I was excited to see the film as soon as I heard that it was coming from Tom McCarthy, the actor turned writer/director who gave us the happy surprise of The Station Agent a few years back. This new film gives the director a somewhat bigger budget, and a much higher stakes story (U.S. immigration policy post 9/11), and McCarthy is absolutely up to the task.
Character actor Richard Jenkins certainly helps out in skillfully fleshing out the tentative journey of main character, Walter from deadened and isolated by grief to engagement with some people in need, and then to love and full-awakening as a human being. The other three main performances in the film are deliberately understated, but very solid.
The basic story is that Walter is a widowed college professor, who has lost all meaning with the death of his wife. Fate brings him to NYC where he makes a musical connection with a young Syrian man and the man's Senegalese wife. The couple's messed up paperwork eventually puts them at the mercy of the U.S. government's post 9/11 uncompromising immigration bureaucracy. As Walter is drawn more and more to help the young couple, he is surprised by love and then a renewed sense of purpose. It's a great movie.
Very similar to Juno, The Visitor tackles a hot-button political issue in a non-political way. The movie is very wistful about the way the tragedy of 9/11 necessarily destroyed America as an open society. It doesn't condemn or even mention the Bush Administration or the Patriot Act. The movie isn't about that and acknowledges the terrribly complexity of trying to avoid another 9/11. The Towers are in the back of the movie's mind all the way through. The Visitor is just one story of the ironic human reverberations of the tragedy which meant to take down the U.S. government, but in this case, takes down an innocent Syrian man, his mother and his wife.
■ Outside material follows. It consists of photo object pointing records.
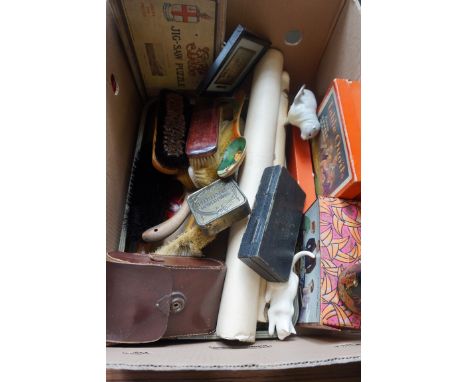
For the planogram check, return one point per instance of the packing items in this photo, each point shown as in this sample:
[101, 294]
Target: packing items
[237, 318]
[170, 297]
[300, 167]
[174, 42]
[218, 205]
[240, 54]
[269, 241]
[337, 225]
[336, 152]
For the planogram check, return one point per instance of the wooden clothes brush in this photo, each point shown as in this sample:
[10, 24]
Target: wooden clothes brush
[170, 133]
[189, 243]
[208, 139]
[202, 139]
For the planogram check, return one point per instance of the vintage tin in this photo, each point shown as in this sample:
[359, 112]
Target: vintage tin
[218, 205]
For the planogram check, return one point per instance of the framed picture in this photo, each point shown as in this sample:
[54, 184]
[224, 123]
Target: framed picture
[238, 57]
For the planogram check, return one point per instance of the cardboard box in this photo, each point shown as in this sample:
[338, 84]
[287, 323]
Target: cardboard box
[330, 48]
[300, 166]
[173, 41]
[336, 151]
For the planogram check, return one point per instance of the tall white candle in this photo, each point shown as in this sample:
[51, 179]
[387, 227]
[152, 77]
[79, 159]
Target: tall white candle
[237, 318]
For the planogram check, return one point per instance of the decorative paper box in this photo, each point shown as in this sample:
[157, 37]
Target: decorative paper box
[336, 152]
[338, 224]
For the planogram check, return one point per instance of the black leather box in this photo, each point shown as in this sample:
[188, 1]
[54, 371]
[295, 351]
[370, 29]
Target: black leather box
[270, 237]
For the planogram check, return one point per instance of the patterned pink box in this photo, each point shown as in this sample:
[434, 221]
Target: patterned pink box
[340, 247]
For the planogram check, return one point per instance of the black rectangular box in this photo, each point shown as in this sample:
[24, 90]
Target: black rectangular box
[270, 238]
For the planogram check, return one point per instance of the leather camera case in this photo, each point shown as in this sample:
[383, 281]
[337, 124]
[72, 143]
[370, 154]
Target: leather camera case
[165, 297]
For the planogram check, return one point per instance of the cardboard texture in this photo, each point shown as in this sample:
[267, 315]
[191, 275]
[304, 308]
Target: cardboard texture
[330, 48]
[336, 151]
[122, 116]
[173, 41]
[264, 354]
[342, 57]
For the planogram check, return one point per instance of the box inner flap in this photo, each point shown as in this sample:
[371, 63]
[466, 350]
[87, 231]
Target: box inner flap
[264, 354]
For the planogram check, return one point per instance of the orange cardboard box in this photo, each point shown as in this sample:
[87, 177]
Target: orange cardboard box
[300, 166]
[336, 152]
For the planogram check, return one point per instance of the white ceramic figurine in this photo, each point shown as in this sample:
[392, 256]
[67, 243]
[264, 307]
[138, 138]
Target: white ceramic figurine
[303, 113]
[281, 298]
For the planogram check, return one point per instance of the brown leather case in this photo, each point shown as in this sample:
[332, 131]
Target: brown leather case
[171, 296]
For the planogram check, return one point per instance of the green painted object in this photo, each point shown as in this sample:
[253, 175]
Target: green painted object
[232, 157]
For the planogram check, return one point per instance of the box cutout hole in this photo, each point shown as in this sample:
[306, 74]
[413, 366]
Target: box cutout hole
[293, 37]
[114, 84]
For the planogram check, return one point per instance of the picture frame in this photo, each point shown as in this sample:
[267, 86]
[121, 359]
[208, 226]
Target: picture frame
[240, 54]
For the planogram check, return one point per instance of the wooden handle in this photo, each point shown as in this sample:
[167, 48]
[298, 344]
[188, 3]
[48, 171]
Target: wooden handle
[163, 230]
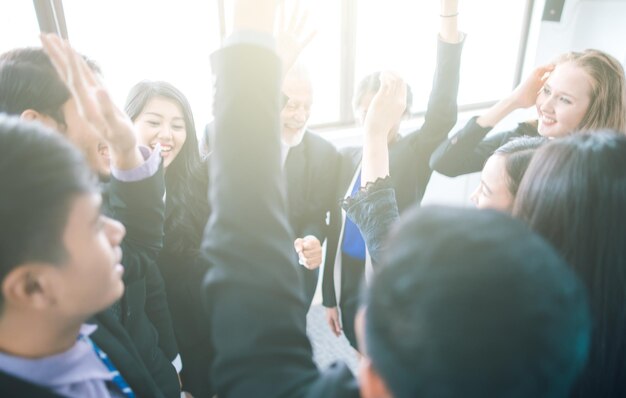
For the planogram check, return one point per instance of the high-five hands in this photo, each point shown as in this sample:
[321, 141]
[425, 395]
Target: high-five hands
[98, 114]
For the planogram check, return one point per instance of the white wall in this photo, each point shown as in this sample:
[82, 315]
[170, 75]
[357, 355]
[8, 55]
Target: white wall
[599, 24]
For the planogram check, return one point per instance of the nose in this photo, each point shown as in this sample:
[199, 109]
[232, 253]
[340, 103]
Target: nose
[114, 231]
[547, 104]
[165, 132]
[300, 115]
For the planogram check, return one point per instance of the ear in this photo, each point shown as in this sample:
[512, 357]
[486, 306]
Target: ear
[32, 115]
[370, 382]
[29, 286]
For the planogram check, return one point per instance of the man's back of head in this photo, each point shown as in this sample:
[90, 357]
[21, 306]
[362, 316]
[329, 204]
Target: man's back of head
[472, 303]
[28, 81]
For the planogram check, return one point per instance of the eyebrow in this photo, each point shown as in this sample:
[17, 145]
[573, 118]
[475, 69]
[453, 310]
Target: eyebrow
[560, 92]
[486, 186]
[161, 116]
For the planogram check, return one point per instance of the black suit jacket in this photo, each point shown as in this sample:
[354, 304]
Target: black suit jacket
[409, 156]
[311, 172]
[11, 386]
[142, 313]
[258, 316]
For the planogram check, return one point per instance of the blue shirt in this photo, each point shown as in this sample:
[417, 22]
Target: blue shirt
[77, 372]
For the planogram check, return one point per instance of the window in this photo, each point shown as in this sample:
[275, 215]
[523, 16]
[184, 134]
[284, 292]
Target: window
[172, 41]
[149, 39]
[401, 36]
[18, 25]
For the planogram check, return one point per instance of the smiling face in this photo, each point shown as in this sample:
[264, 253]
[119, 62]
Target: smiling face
[564, 100]
[493, 192]
[161, 121]
[295, 114]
Lots of beautiful images and frames in the film. My favorites were the night sky over Manhattan with the missing Twin Towers ghosting over the scene, and then at the end, the blurred shot of the American flag as though seen through tears.
Anybody who has endured the demeaning horrors of being frisked and barked at by a loutish TSA agent at an airport (Where do they get these people? Maybe from the lists of those who failed the exam to work at the post office?) will resonate with the depiction of soulless government bureaucracy that orchestrates the central tragedy in this piece. I felt my heart-rate furiously rise with Walter when he finally is leveled by his impotence to move the monolith of U.S. government policy as articulated flatly by a dull-eyed immigration goon through a glass window. Eeeeew. The memory of the scene still makes me shiver.
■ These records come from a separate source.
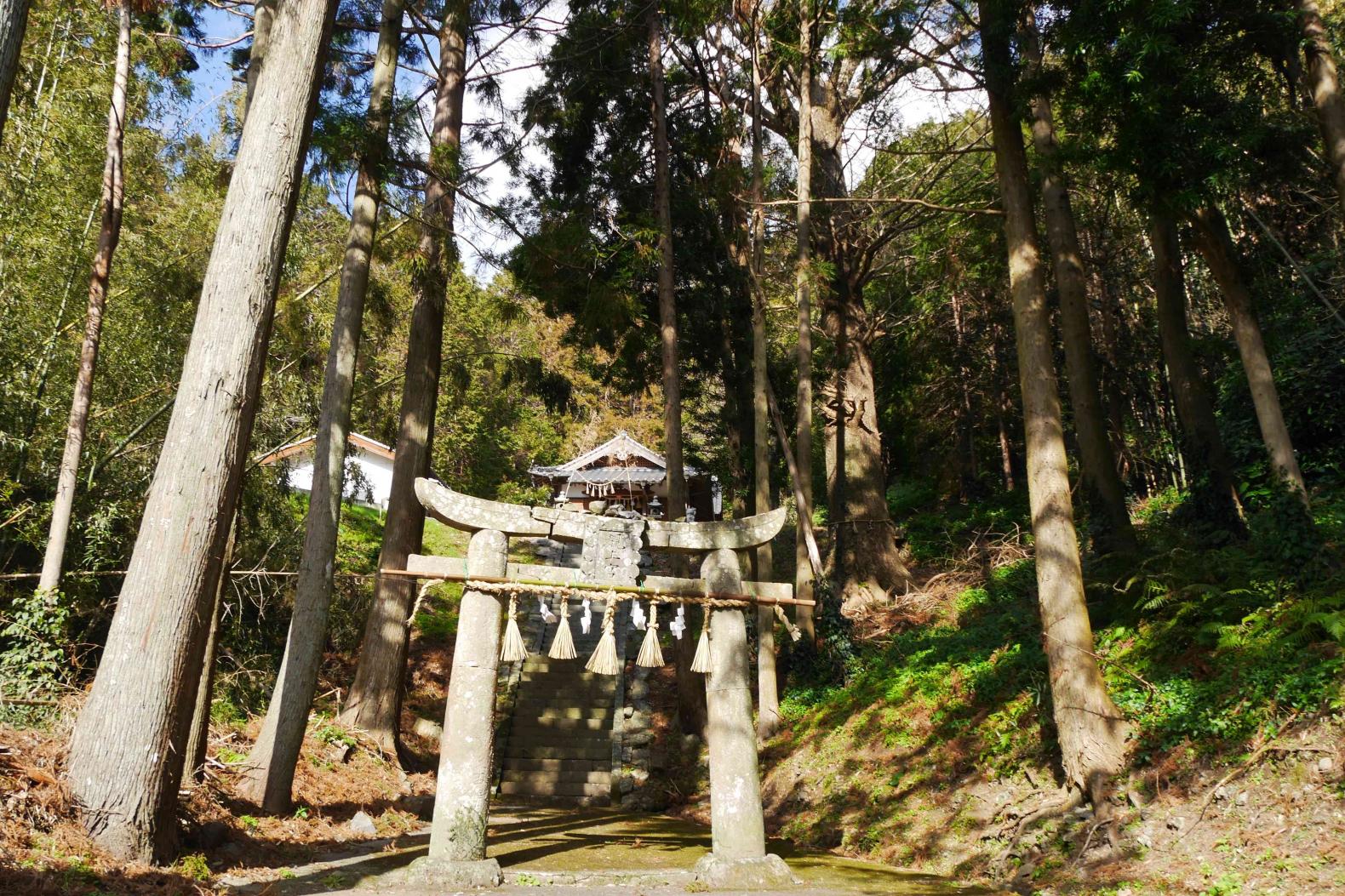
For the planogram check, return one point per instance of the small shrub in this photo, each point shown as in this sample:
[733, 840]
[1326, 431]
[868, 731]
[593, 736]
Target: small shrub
[194, 867]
But in the end, this film is not a tragedy, but a triumph of grace. It's hard won grace, in that a man's reason to live is purchased at a very high cost. The movie's wonderful closing scene could convince the most brittle, world-weary cynic, "It's better to have loved and lost than never to have loved at all." It's a very humane film that will touch your heart and make you think. It won't make you mad but more compassionate.
Do spend some time with the The Visitor. You'll be better for it.